Finatrade Foundation has made available a total of GHC 6,000 this academic year to support 10 needy but brilliant students of the College of Agriculture and Consumer Sciences of the University of Ghana, Legon.
This brings to 126, the total number of such students sponsored by Finatrade under its Foundation Scholarship Scheme, which seeks to ensure adequate and efficient labour force in the country’s agricultural sector.
At a ceremony to present cheques to the beneficiary students at the university on Thursday, Mr. John Awuni, Director of Corporate Affairs, Finatrade Group of Companies, said: “The idea of supporting brilliant but needy students in the four public universities is to solve a problem that we have identified in the agricultural sector.
“We believe that if the country is to feed itself well, there must be adequate and efficient labour force…the supply of fertilizers to farmers is not the only solution to problems in the agricultural sector,” he said, adding “You may have the inputs but you will also require a certain level of knowledge to apply the inputs correctly.”
He said the Foundation would roll out a new scheme to fund research in agriculture for students pursuing Masters Degree programmes, as a way of whipping up interest in the sector and encouraging the pursuit of agriculture as a business rather than a past time.
The Foundation would also support the university to introduce the model farm concept currently being practiced by agric students of the Kwame Nkrumah University of Science and Technology, to enable students of Legon to have a practical feel of what they learn while earning an income from it at the same time.

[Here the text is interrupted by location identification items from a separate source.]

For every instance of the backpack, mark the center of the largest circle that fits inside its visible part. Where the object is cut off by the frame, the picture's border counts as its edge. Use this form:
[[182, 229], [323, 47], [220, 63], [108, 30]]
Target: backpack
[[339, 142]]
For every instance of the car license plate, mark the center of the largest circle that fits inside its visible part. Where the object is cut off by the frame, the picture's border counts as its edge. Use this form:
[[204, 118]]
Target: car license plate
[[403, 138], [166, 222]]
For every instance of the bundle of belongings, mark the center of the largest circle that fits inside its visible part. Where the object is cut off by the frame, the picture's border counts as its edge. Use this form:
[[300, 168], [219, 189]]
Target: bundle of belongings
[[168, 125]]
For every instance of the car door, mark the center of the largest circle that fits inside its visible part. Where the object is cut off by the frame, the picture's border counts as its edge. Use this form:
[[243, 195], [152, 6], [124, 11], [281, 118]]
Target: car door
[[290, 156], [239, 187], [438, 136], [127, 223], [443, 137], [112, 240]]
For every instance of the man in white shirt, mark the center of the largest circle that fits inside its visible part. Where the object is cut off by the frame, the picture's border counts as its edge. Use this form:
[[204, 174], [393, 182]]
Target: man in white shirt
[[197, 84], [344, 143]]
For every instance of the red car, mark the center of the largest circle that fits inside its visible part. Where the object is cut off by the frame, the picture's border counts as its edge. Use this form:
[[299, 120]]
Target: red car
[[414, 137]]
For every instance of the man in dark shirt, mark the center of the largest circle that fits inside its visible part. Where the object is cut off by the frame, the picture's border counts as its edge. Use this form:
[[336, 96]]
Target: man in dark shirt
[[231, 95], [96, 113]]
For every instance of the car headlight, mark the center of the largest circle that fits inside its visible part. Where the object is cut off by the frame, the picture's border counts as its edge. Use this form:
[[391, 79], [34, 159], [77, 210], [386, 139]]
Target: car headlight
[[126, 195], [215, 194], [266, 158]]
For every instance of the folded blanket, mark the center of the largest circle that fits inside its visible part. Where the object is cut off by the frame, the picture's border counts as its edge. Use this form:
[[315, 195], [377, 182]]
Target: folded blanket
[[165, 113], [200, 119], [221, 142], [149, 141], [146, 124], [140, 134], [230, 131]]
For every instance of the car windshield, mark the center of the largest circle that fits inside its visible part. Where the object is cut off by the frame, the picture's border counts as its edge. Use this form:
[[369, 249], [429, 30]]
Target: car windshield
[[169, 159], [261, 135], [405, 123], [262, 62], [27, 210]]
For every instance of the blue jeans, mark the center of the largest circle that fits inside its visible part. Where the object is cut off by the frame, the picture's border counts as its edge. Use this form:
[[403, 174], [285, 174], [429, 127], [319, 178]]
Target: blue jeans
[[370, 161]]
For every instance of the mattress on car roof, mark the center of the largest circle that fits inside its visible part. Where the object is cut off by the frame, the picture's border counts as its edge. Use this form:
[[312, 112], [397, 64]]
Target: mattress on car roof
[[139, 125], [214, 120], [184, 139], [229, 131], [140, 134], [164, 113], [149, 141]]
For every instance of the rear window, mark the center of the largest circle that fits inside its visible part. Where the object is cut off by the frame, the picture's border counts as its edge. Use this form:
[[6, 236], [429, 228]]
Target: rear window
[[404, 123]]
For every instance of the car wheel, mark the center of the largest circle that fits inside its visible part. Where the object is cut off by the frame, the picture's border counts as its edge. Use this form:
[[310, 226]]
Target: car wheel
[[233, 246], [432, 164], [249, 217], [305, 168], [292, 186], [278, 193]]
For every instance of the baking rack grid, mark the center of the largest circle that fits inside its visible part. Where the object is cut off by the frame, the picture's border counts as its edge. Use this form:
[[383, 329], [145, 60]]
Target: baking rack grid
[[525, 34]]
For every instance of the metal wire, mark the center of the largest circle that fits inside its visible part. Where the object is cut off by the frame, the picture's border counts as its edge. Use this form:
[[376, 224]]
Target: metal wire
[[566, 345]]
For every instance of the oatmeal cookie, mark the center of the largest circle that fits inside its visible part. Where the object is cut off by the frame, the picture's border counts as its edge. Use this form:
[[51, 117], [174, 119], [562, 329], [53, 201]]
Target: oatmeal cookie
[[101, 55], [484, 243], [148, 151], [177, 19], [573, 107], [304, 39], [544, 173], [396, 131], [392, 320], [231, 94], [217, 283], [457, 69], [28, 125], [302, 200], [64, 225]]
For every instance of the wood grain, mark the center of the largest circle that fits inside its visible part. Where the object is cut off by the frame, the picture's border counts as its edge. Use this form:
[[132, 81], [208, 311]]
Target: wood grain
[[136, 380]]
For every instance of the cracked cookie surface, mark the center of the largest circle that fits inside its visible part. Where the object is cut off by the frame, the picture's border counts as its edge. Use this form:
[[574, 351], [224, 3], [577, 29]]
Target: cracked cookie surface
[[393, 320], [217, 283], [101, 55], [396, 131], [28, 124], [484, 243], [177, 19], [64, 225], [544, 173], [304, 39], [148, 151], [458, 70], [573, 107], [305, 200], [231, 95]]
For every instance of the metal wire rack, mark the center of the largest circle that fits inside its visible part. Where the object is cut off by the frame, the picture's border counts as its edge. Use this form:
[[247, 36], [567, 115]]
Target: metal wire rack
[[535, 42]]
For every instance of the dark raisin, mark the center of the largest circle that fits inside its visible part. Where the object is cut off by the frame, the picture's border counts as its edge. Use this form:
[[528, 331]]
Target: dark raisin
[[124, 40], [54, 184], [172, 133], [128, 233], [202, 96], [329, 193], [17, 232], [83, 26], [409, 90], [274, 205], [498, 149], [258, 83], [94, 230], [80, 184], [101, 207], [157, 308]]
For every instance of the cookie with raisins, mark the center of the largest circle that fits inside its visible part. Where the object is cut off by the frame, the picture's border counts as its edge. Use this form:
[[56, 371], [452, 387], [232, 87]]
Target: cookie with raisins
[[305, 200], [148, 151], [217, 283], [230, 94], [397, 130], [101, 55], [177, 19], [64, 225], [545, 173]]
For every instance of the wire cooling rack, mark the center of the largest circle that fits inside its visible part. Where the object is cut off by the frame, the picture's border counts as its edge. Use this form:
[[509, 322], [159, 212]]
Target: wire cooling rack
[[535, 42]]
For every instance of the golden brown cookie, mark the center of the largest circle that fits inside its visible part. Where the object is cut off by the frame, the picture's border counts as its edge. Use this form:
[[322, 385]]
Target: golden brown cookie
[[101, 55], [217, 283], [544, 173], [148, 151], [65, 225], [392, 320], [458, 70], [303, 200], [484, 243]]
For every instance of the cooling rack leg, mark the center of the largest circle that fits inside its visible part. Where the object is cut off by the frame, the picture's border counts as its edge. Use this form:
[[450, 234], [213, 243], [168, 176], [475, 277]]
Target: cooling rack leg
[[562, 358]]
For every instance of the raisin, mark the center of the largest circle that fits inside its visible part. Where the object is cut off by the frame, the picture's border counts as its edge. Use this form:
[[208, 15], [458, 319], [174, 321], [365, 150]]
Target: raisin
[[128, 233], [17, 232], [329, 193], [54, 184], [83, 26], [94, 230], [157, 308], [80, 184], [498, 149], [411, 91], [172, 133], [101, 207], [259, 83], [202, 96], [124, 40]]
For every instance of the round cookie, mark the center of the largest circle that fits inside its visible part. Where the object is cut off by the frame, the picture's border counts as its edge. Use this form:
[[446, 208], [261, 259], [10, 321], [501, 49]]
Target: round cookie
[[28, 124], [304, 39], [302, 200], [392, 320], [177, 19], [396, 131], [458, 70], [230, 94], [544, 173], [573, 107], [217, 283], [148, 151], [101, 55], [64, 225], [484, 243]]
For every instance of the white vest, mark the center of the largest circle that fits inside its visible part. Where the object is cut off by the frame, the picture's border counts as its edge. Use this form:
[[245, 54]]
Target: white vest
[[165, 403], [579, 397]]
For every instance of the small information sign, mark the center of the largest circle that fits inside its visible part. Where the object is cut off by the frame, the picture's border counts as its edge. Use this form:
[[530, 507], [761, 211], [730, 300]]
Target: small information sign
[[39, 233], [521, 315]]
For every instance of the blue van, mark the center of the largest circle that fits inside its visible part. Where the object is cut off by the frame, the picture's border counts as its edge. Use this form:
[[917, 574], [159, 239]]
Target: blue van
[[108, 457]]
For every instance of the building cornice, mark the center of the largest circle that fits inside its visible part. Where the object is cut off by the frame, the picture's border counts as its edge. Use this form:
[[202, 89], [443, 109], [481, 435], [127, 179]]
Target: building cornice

Mr. Awuni urged students of the college to come up with proposals on agricultural projects to enable Finatrade to support them.
He said the foundation of agriculture in the country was very weak, stressing that, after 50 years, the country should have been able to produce enough to feed itself.
Mr. Awuni, who is to be inducted into the College’s Council this year, advised the college and other agricultural institutions against looking up always to the central government for funding of its activities urging it to go into public-private partnerships.
He said the Foundation’s financial support to needy students annually would be increased from GHC 600 per student to GHC 700 per student.
Professor Benjamin Ahunu, Provost of the college, noted that for about six years, Finatrade had been supporting not only agricultural students of the university but students from the three other public universities.